Context is always crucial
It must be noted these acts of violence are occurring within the context of an enduring, unjustifiable and colonial military occupation, that Gaza remains under an illegal and cruel siege and that Israel has chosen to expand its illegal settlement activities at the expense of a negotiated peace.
Since the outbreak of the second intifada in September 2000, over 6,800 Palestinian have been killed by Israeli occupation forces or illegal settlers. Of those, the vast majority were civilians. According to Defence for Children International, over 1,400 of the fatalities were children, giving an appalling average of one Palestinian child killed by Israeli forces every 3.5 days, or once every 84 hours, over the past 14 years. DCI figures also show that at any given time, Israel holds between 200 and 300 Palestinian children in prison. Various reports, including by UNICEF, Save the Children and a British government-funded legal fact-finding mission, have attested to the cruel and inhumane treatment faced by child prisoners from arrest to incarceration to the effects on them following their release.
The IPSC therefore appeals to journalists and media outlets to recognise and report on this vital context and to reflect the political, military and humanitarian reality on the ground, and to thereby ensure that the lives and rights of all people in Israel and Palestine are afforded the dignity and importance that they are entitled to.

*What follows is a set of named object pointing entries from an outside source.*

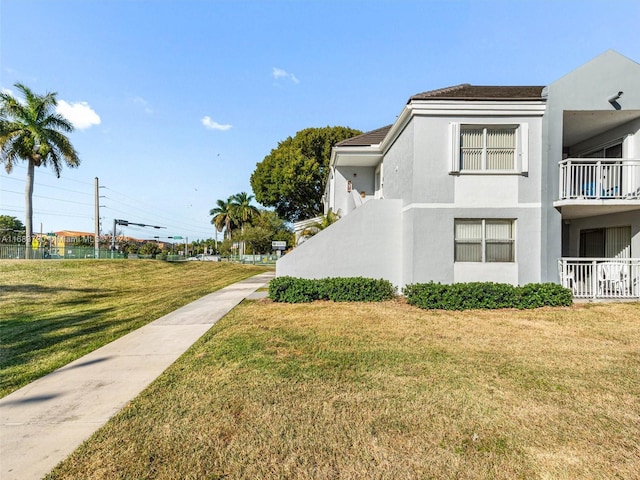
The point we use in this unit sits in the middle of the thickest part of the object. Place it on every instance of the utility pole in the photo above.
(97, 224)
(125, 223)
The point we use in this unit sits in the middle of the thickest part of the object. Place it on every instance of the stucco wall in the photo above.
(586, 88)
(433, 238)
(398, 167)
(366, 243)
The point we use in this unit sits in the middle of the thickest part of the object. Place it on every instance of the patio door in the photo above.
(612, 242)
(611, 173)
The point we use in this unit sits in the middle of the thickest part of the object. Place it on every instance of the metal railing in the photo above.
(601, 278)
(599, 179)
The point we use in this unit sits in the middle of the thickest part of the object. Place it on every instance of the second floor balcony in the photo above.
(593, 186)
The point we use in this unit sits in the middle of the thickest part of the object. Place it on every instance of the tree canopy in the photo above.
(292, 177)
(32, 131)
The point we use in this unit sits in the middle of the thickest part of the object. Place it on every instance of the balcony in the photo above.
(601, 278)
(597, 186)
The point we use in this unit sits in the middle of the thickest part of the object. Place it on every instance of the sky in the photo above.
(175, 102)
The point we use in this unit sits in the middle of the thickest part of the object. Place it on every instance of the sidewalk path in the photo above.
(45, 421)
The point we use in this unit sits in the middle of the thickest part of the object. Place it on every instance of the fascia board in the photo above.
(372, 151)
(493, 108)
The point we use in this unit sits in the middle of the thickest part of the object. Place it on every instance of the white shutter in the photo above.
(454, 132)
(524, 148)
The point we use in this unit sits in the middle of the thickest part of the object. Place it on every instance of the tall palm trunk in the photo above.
(28, 203)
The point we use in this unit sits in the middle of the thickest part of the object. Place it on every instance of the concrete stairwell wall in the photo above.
(365, 243)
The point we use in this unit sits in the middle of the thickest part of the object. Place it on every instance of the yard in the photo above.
(54, 311)
(387, 391)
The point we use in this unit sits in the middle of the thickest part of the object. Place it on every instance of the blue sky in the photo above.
(176, 101)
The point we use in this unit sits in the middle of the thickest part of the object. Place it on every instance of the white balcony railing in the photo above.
(599, 179)
(601, 278)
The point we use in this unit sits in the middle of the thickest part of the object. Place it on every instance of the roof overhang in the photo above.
(579, 125)
(356, 156)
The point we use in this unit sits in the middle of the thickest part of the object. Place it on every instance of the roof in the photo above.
(367, 139)
(466, 91)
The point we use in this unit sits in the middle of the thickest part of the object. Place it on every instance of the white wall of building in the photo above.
(363, 244)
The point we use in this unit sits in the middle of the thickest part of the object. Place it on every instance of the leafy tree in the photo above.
(10, 228)
(292, 177)
(325, 221)
(149, 248)
(243, 211)
(32, 131)
(258, 238)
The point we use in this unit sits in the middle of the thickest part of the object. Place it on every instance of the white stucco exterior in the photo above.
(400, 198)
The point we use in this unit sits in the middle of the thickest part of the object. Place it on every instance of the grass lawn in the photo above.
(52, 312)
(387, 391)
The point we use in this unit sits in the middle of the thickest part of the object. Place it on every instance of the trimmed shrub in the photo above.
(486, 295)
(534, 295)
(293, 290)
(349, 289)
(356, 289)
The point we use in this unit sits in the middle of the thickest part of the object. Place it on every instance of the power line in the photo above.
(38, 184)
(48, 198)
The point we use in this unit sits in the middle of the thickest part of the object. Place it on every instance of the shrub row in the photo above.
(486, 295)
(350, 289)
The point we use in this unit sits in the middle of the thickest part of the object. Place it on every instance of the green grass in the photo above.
(52, 312)
(386, 391)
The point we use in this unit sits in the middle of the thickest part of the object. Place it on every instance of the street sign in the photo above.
(279, 244)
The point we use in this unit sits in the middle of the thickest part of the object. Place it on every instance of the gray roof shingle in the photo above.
(467, 91)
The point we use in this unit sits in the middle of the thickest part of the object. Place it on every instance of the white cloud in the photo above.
(80, 114)
(279, 73)
(211, 125)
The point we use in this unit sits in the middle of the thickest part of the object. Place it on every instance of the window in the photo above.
(612, 242)
(484, 240)
(489, 148)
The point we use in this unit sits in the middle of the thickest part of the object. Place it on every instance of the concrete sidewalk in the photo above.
(45, 421)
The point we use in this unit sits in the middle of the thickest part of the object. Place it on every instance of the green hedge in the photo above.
(486, 295)
(349, 289)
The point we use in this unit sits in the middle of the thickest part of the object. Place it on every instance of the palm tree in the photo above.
(244, 211)
(324, 221)
(32, 131)
(224, 216)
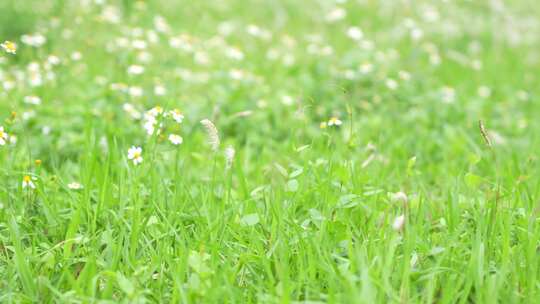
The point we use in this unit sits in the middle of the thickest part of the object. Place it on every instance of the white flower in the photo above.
(35, 40)
(398, 223)
(34, 100)
(3, 136)
(135, 154)
(399, 197)
(229, 156)
(334, 121)
(336, 14)
(135, 70)
(175, 139)
(9, 47)
(212, 133)
(76, 56)
(160, 90)
(177, 115)
(27, 182)
(75, 186)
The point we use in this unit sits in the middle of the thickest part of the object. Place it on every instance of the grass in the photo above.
(305, 211)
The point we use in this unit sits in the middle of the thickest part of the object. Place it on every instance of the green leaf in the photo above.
(250, 219)
(292, 185)
(125, 284)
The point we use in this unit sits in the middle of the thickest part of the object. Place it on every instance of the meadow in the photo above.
(251, 151)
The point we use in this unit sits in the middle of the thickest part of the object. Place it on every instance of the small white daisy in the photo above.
(334, 121)
(398, 223)
(175, 139)
(177, 115)
(135, 154)
(3, 136)
(27, 182)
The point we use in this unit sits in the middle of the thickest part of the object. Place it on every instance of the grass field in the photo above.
(250, 151)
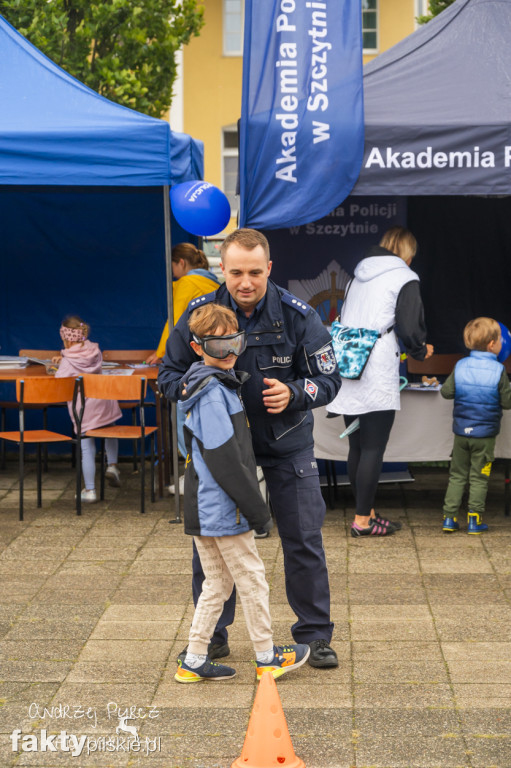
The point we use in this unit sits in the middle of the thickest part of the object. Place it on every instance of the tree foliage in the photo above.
(435, 7)
(123, 49)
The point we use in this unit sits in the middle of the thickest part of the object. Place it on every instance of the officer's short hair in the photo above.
(248, 239)
(479, 332)
(211, 317)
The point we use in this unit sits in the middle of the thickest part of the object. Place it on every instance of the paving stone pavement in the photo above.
(94, 610)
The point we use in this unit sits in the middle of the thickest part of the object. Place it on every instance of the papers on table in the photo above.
(420, 387)
(116, 371)
(39, 361)
(13, 361)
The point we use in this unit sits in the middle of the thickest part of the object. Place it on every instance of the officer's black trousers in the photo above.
(299, 511)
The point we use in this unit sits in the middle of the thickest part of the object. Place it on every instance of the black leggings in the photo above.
(365, 457)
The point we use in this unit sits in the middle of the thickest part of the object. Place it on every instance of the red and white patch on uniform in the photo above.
(310, 388)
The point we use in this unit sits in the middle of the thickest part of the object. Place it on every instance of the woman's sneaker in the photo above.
(88, 497)
(210, 670)
(374, 529)
(113, 476)
(385, 521)
(285, 658)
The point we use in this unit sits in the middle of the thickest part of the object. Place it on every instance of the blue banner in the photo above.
(302, 120)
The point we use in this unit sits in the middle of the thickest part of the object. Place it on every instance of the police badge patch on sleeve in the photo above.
(325, 359)
(311, 388)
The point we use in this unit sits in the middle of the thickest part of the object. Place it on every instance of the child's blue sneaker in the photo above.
(207, 671)
(285, 658)
(474, 523)
(450, 524)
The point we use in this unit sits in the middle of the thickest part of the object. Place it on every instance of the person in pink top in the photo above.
(79, 356)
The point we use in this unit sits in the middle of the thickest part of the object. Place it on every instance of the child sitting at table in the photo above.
(222, 503)
(480, 388)
(79, 356)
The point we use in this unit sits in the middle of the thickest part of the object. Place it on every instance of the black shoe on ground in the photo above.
(322, 655)
(397, 524)
(215, 651)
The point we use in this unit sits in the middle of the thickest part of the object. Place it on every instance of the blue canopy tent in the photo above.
(84, 207)
(85, 224)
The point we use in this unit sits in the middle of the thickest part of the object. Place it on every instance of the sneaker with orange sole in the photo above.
(285, 659)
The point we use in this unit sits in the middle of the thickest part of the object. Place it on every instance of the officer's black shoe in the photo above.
(215, 651)
(322, 655)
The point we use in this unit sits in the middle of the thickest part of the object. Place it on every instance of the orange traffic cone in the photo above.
(267, 743)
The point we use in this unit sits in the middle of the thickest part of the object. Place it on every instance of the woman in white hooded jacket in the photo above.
(384, 296)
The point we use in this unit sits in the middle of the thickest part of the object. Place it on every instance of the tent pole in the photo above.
(170, 315)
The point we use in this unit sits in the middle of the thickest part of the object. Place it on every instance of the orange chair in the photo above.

That the outrage expressed at one group of murders is not balanced by indifference to the more prevalent, consistent and officially condoned murders that Palestinians daily experience.
Note on sources: The statistics given above are drawn from various sources, including the Palestinian Center for Human Rights, B’Tselem – The Israeli Information Center for Human Rights in the Occupied Territories, Amnesty International – Ireland, Defence For Children International – Palestine, Addameer Prisoner Support and Human Rights Association and various news agencies.